I didn't read SI so I have no idea who the Spider-King is. I heard rumor that Ben might have returned but knew it likely wasn't true so I didn't pay attention and it never came back up again.

And having both Ben and Kaine back would be fine. They were such distinctively different characters from Peter and each other that they could always have survived in a shared universe together... and the same with Spidercide. That was the good thing about the Clone Saga and these clones are that the creators fleshed them out enough to be individual, not just cheap copies.

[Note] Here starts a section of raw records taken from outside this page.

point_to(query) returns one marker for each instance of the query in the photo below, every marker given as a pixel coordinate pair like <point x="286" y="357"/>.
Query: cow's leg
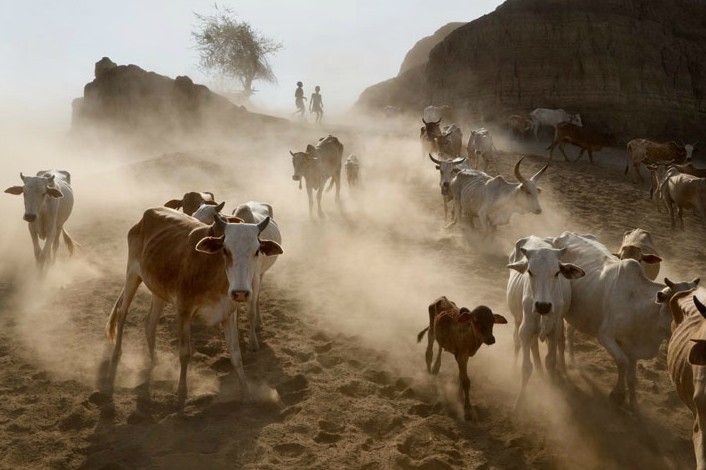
<point x="253" y="314"/>
<point x="527" y="337"/>
<point x="230" y="329"/>
<point x="465" y="383"/>
<point x="184" y="328"/>
<point x="617" y="395"/>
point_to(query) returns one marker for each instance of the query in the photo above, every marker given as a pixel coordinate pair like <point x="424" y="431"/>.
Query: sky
<point x="48" y="48"/>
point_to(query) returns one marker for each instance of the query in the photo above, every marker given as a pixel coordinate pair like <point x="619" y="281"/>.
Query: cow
<point x="205" y="271"/>
<point x="538" y="294"/>
<point x="645" y="151"/>
<point x="447" y="169"/>
<point x="552" y="117"/>
<point x="191" y="201"/>
<point x="480" y="144"/>
<point x="437" y="113"/>
<point x="519" y="125"/>
<point x="460" y="332"/>
<point x="684" y="191"/>
<point x="48" y="199"/>
<point x="615" y="303"/>
<point x="352" y="167"/>
<point x="586" y="139"/>
<point x="638" y="245"/>
<point x="493" y="199"/>
<point x="316" y="165"/>
<point x="686" y="358"/>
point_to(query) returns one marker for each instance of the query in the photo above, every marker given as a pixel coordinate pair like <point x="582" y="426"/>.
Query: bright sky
<point x="48" y="48"/>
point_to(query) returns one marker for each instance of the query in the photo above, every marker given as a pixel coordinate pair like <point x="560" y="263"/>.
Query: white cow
<point x="552" y="117"/>
<point x="686" y="361"/>
<point x="538" y="295"/>
<point x="492" y="199"/>
<point x="48" y="199"/>
<point x="447" y="170"/>
<point x="616" y="303"/>
<point x="204" y="270"/>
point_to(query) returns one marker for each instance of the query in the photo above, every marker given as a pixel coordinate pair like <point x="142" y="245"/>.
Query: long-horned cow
<point x="538" y="295"/>
<point x="205" y="271"/>
<point x="615" y="303"/>
<point x="48" y="199"/>
<point x="686" y="361"/>
<point x="316" y="165"/>
<point x="493" y="199"/>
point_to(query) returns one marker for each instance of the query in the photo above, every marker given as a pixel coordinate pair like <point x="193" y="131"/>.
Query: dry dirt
<point x="340" y="379"/>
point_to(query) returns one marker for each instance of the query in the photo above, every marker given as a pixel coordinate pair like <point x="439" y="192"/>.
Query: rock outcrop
<point x="631" y="67"/>
<point x="129" y="100"/>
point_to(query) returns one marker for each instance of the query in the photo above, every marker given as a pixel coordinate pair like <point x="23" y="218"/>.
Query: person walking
<point x="316" y="104"/>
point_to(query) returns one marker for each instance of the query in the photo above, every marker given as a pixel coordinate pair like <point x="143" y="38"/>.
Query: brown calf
<point x="585" y="139"/>
<point x="460" y="332"/>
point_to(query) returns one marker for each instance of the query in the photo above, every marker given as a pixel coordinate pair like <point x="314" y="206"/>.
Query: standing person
<point x="299" y="100"/>
<point x="316" y="104"/>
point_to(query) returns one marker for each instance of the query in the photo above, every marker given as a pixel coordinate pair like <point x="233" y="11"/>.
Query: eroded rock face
<point x="634" y="68"/>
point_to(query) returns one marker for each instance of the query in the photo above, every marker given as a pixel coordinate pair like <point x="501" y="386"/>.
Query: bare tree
<point x="233" y="50"/>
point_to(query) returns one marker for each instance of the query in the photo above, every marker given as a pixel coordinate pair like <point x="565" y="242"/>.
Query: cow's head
<point x="447" y="170"/>
<point x="481" y="319"/>
<point x="242" y="249"/>
<point x="36" y="190"/>
<point x="528" y="199"/>
<point x="545" y="273"/>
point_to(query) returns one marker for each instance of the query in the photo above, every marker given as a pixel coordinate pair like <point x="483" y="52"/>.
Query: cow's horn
<point x="261" y="226"/>
<point x="536" y="176"/>
<point x="700" y="307"/>
<point x="518" y="175"/>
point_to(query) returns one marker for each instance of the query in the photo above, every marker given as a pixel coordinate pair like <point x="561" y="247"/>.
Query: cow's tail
<point x="71" y="245"/>
<point x="111" y="328"/>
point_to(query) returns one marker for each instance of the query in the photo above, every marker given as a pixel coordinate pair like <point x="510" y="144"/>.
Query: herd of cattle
<point x="207" y="264"/>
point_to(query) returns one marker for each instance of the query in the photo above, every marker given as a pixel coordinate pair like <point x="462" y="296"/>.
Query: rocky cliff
<point x="132" y="101"/>
<point x="636" y="68"/>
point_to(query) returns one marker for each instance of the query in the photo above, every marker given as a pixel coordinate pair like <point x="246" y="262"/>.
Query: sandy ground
<point x="340" y="379"/>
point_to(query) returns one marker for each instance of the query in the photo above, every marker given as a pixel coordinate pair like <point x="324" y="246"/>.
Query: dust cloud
<point x="368" y="270"/>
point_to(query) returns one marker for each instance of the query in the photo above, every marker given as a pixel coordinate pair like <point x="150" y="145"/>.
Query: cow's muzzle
<point x="543" y="308"/>
<point x="240" y="295"/>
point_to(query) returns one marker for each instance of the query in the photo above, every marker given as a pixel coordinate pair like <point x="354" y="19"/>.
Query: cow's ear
<point x="16" y="190"/>
<point x="571" y="271"/>
<point x="651" y="259"/>
<point x="173" y="203"/>
<point x="520" y="266"/>
<point x="270" y="248"/>
<point x="210" y="245"/>
<point x="697" y="355"/>
<point x="53" y="192"/>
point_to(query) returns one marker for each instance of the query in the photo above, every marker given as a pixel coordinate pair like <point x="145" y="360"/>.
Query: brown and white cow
<point x="686" y="361"/>
<point x="205" y="271"/>
<point x="460" y="332"/>
<point x="191" y="201"/>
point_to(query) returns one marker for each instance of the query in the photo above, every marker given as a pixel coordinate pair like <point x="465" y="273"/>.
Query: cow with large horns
<point x="48" y="199"/>
<point x="493" y="199"/>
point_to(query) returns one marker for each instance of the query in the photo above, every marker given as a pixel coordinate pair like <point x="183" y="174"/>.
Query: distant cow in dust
<point x="585" y="139"/>
<point x="48" y="199"/>
<point x="191" y="201"/>
<point x="686" y="362"/>
<point x="352" y="168"/>
<point x="460" y="332"/>
<point x="316" y="165"/>
<point x="638" y="245"/>
<point x="645" y="151"/>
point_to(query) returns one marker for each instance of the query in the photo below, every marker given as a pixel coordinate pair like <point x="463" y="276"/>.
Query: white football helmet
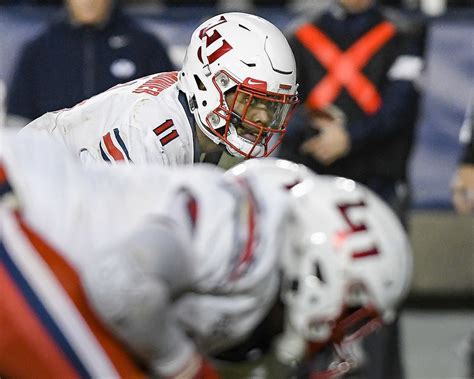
<point x="246" y="55"/>
<point x="370" y="253"/>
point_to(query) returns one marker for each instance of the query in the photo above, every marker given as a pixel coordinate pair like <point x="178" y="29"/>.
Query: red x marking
<point x="344" y="67"/>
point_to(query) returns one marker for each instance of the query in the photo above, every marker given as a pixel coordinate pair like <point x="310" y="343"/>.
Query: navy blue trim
<point x="102" y="153"/>
<point x="184" y="103"/>
<point x="42" y="313"/>
<point x="5" y="188"/>
<point x="121" y="143"/>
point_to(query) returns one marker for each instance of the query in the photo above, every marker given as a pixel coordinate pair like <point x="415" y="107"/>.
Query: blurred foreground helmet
<point x="248" y="56"/>
<point x="348" y="263"/>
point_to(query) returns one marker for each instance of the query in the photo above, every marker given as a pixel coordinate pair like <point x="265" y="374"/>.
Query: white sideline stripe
<point x="57" y="302"/>
<point x="406" y="67"/>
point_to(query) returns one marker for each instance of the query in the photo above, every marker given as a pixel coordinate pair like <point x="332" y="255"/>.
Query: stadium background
<point x="439" y="314"/>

Nobody wants to see Spidercide, give it up, dude. You're starting to look like that guy who insists disco isn't dead. :o

The problem with clones is that they simply become spin off splinters of the main character, and Spider-Man hasn't been able to launch those. DC has a ton of them - Superman's family of books, Batman's family, and to a degree Green Lanterns - but Marvel really doesn't. They're trying it with Wolverine, and seeing diminishing returns. VENOM is doing okay, but SPIDER-GIRL tanked. The problem is all Kaine or Reilly or Kaine-as-Reilly can offer is the same old Spider-Man only with a different costume (mostly) and maybe a different local and one quirk, and that's it. But that's sort of the dilemma I had with BATMAN, INC. as a concept. All more copies of a character does is degrade the original essence of the character - as all the lame Wolverine knock-off's have done over the years.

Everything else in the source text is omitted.